Et si, plus tard, ces vers fermes et résistans
Demeurent dans le marbre incrustés par le temps,
Veuille qu’ils aient gardé leur vertu séculaire.
Parce qu’ils auront su te louer et te plaire.


VERTUS ANCIENNES


Le laboureur aux regards fiers,
Pour qui le soc d’acier ne pèse,
Dirige au soleil qui s’apaise
Deux grands bœufs rouges de Salers,

Il guide avec art l’attelage,
Comme l’ont guidé tant d’aïeux.
Et jamais nul ne soigna mieux
Ses bêtes au fauve pelage.

Le champ qu’il n’a pas déserté
Entend sa voix mâle qui vibre.
On le dit sauvage : il est libre.
Et c’est ce qui fait sa fierté.

Il achève une tâche rude.
Tandis que le soir de velours
A pas légers sur ses pas lourds
Se glisse dans la solitude.

Il se hâte, car sa maison
L’appelle, dont l’humble fumée
Tord sa spirale accoutumée
Au même pli de l’horizon.


Car ce bouvier, qu’un vent caresse,
Sent parfois son cœur se noyer
Dans tout ce qu’offre le foyer
D’indépendance et d’allégresse.

Et, sous les cieux déjà pâlis,
Dont les mille bruits vont se taire,
Il reste fidèle à la terre
Où ses morts sont ensevelis.


UN PRIMITIF


Depuis qu’il s’est uni, rude et viril amant,
Guidant le soc tandis qu’au vent flotte sa blouse,
D’une robuste étreinte à la glèbe jalouse,
Nul mieux que lui ne la fertilise ardemment.

Or, nul n’ayant tenu mieux que lui son serment.
Jusqu’à ce qu’au linceul ancestral on le couse,
Ce laboureur sera fidèle à l’âpre épouse.
Et ses lèvres sauront se clore en la nommant.

Oui, jusqu’au dernier souffle et par le moindre pore
A la terre par lui féconde il s’incorpore.
Bien que de tant de peine il ne sache le bout ;

Mais l’unique pensée, hélas ! qui le révolte,
C’est que, soldat rustique, il ne meurt pas debout
Sur le champ où mûrit sa suprême récolte.

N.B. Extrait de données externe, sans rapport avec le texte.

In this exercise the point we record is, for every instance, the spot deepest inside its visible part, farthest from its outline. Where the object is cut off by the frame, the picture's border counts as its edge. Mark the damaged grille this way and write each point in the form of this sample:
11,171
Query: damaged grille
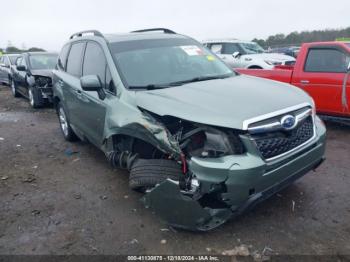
275,143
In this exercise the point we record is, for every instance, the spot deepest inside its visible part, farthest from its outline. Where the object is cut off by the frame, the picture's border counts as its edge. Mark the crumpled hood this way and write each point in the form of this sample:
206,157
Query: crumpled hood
42,72
272,56
222,102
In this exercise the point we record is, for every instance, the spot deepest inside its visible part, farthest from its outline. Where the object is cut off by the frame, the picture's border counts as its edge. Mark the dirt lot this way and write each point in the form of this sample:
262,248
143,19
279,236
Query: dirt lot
62,198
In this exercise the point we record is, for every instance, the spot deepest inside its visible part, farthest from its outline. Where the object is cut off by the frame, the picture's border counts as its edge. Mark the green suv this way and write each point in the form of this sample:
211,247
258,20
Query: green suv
203,142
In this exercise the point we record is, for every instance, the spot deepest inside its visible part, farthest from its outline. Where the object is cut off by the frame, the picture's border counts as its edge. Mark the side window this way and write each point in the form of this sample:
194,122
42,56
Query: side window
19,60
230,48
74,59
95,62
62,58
216,48
23,62
109,81
326,60
6,61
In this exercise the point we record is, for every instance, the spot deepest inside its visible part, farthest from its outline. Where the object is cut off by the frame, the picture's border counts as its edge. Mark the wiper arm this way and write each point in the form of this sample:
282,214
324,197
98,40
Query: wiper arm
178,83
198,79
150,87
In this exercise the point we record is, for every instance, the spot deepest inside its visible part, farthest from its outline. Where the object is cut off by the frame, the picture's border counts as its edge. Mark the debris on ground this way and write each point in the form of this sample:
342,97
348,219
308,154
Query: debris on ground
103,197
77,195
69,152
241,250
134,241
29,179
35,212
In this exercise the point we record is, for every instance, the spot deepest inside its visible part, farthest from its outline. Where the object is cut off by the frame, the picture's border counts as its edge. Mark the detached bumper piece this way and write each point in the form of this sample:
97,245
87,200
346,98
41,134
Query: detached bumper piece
181,211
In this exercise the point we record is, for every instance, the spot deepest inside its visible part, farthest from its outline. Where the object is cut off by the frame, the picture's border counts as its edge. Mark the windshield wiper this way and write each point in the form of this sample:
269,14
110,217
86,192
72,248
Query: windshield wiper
199,78
178,83
150,86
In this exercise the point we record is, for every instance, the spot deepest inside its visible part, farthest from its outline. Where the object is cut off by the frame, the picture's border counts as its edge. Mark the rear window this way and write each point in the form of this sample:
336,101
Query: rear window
43,61
74,59
62,58
326,60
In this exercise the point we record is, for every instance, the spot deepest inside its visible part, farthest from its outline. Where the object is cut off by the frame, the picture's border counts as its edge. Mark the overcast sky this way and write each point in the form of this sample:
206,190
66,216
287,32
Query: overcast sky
48,24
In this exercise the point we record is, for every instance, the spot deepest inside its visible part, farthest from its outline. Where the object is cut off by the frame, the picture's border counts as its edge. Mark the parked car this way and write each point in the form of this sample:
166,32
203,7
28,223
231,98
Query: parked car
290,50
32,77
6,62
321,71
203,142
243,54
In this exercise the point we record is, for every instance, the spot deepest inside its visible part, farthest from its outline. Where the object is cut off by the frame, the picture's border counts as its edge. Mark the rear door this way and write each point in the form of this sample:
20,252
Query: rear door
2,69
70,84
322,77
21,77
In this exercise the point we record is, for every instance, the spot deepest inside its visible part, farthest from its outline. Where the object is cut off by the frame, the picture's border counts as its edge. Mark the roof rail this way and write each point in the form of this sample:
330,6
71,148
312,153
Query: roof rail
80,34
165,30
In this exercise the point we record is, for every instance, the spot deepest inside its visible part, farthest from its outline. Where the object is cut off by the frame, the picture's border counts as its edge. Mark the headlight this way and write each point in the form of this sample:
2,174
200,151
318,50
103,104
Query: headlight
271,62
42,81
210,142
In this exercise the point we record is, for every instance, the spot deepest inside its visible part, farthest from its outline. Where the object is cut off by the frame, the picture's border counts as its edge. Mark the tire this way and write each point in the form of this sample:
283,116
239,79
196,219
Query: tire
65,127
36,99
14,89
147,173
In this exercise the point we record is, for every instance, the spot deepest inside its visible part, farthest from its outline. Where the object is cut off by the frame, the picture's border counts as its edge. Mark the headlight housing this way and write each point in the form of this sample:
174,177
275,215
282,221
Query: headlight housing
42,81
209,142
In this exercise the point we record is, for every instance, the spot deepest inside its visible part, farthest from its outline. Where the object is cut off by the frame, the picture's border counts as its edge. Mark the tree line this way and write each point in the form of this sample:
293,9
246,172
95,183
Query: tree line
297,38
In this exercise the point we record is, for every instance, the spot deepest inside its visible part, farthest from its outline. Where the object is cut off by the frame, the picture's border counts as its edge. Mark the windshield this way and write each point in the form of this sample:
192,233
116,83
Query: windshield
166,62
43,61
13,59
252,48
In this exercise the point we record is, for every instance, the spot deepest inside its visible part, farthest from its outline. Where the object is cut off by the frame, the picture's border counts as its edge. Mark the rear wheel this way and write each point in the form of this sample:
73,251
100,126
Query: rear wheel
14,89
36,99
66,129
147,173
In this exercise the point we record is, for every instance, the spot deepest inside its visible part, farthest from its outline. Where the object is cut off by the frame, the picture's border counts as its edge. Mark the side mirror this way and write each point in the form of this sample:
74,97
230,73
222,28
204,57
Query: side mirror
92,83
236,54
21,68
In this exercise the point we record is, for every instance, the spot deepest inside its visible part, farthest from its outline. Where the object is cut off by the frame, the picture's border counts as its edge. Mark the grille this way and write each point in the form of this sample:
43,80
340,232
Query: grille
276,143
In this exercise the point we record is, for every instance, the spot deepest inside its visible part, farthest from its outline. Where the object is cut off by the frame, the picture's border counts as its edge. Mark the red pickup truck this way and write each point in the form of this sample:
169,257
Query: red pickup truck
322,70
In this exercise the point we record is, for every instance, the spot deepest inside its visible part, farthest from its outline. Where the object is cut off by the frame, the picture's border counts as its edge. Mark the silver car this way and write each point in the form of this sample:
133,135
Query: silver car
6,62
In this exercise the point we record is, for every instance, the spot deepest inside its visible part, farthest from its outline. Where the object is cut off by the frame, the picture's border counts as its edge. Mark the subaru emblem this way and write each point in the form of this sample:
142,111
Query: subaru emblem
288,122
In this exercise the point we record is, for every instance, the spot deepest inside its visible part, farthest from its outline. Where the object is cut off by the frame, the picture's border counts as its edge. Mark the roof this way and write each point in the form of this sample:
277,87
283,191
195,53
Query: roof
140,36
225,40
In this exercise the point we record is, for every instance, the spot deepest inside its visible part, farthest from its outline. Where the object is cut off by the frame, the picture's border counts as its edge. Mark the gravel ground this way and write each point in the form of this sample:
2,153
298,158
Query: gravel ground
52,202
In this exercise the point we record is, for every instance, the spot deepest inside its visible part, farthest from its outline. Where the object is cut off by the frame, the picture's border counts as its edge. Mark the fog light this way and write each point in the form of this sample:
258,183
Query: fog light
194,184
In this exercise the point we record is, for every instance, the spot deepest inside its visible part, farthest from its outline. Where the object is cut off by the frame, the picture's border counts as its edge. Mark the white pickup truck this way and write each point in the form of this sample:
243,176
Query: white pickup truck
243,54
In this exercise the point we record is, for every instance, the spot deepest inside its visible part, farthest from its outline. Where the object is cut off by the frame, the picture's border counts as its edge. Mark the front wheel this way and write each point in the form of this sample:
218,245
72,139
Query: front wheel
66,129
14,88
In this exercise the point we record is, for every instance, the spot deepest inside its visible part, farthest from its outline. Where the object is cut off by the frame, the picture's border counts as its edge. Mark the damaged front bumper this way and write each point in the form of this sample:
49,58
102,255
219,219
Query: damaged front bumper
231,185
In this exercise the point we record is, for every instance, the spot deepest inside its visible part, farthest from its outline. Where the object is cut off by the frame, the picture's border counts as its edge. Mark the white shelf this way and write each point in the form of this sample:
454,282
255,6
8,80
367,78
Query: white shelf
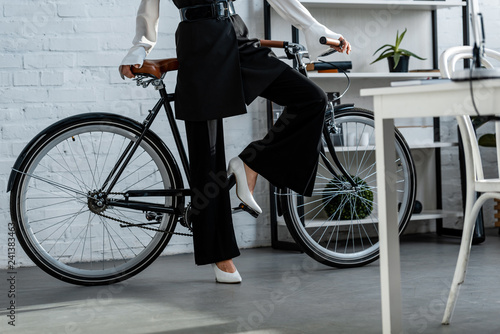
374,75
390,4
435,214
425,215
432,145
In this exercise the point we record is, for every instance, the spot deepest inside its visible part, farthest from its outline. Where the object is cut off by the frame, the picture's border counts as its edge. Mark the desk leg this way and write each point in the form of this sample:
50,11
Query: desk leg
390,272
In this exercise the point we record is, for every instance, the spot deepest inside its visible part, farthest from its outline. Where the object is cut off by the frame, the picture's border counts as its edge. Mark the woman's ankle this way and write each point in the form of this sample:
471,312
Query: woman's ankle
226,266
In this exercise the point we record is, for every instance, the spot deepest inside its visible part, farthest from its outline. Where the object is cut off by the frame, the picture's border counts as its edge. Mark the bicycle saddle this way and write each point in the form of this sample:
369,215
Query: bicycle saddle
157,67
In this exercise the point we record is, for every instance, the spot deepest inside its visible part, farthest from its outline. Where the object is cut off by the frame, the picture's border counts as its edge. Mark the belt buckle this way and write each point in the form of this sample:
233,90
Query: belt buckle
222,9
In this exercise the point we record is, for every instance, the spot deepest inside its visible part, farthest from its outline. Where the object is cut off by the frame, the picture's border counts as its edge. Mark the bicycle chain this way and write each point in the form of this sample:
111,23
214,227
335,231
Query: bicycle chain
143,227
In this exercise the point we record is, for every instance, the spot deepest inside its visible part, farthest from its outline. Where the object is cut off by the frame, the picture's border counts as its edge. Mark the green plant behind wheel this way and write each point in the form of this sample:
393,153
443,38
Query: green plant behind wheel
347,205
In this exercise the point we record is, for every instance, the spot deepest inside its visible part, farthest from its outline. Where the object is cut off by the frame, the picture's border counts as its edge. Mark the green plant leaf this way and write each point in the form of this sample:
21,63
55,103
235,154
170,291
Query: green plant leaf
389,46
409,53
382,57
400,38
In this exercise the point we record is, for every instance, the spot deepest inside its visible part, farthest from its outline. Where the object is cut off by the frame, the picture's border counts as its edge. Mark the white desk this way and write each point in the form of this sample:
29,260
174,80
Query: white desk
430,100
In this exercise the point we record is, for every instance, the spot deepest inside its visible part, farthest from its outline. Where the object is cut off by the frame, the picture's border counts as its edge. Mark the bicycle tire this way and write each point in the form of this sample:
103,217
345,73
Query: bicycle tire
50,202
337,226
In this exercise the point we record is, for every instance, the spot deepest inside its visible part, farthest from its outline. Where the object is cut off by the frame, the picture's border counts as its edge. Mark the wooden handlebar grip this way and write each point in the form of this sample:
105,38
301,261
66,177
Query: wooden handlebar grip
330,41
272,44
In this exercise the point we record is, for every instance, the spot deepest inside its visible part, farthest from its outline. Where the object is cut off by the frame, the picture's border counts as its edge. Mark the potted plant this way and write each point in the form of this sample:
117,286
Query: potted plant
398,58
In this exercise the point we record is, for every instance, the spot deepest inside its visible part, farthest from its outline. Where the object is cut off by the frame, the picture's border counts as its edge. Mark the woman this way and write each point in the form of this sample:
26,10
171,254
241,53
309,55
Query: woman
224,70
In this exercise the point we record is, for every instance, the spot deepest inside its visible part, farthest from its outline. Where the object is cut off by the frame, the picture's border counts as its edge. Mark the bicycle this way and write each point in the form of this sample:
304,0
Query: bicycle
96,197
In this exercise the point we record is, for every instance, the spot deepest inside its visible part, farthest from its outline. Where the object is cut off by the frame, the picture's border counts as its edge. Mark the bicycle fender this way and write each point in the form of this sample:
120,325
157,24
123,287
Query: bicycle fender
341,107
51,129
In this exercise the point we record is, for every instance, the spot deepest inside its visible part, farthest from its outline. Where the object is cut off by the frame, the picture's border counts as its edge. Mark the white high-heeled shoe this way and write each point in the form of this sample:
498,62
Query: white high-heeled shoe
237,168
224,277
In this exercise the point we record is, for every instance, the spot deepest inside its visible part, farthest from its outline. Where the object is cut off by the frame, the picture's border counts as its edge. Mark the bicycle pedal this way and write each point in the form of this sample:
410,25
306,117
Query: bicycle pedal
242,207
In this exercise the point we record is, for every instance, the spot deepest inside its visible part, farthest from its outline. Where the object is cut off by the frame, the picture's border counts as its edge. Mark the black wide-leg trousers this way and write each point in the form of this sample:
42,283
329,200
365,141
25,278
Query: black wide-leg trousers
287,157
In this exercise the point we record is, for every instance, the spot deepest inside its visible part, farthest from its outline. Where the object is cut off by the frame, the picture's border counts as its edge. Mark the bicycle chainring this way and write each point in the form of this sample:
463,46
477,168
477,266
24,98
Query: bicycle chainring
127,224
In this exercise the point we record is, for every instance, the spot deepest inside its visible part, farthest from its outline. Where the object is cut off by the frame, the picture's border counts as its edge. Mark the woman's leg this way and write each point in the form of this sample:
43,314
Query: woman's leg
213,233
288,155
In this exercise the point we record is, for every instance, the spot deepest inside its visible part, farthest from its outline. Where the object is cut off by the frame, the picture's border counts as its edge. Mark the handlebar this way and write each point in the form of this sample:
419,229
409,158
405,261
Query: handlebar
281,44
330,41
273,44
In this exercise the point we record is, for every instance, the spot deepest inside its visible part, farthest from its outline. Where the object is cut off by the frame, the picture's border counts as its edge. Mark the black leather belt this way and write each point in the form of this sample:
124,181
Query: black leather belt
217,10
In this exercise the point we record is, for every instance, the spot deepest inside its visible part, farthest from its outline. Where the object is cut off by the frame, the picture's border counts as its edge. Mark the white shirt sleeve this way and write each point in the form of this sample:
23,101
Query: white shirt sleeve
146,32
295,13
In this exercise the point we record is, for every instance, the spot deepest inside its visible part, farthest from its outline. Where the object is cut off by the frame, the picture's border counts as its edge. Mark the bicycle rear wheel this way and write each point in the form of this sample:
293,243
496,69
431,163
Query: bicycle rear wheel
57,217
338,225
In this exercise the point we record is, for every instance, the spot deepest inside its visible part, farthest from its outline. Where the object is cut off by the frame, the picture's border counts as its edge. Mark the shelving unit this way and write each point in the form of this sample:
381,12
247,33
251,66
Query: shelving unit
393,7
374,75
366,4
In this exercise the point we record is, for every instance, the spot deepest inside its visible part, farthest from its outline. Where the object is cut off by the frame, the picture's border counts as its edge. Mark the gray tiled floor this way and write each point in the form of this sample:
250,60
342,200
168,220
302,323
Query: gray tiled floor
282,292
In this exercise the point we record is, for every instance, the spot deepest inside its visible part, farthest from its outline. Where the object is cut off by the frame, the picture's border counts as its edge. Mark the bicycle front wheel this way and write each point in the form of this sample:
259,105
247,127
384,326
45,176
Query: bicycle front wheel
338,225
59,222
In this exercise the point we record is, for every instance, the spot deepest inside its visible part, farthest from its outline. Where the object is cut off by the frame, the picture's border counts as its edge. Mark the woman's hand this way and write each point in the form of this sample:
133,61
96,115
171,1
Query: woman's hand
344,46
125,71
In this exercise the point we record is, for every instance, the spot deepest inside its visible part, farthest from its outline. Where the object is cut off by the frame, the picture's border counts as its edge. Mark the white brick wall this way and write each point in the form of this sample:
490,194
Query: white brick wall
60,58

POUR DEUX YEUX QUI S’OUVRENT


Nul n’aimera la vie autant que je l’aimais.
Nul, à l’éclosion du printemps, désormais
Ne goûtera, troublé de cette ivresse intense,
Aux dons miraculeux qu’apporte l’existence.
Vois les vierges dessins d’avril sur les talus,
Enfant ; vois les troncs noirs ceints de lierres velu ?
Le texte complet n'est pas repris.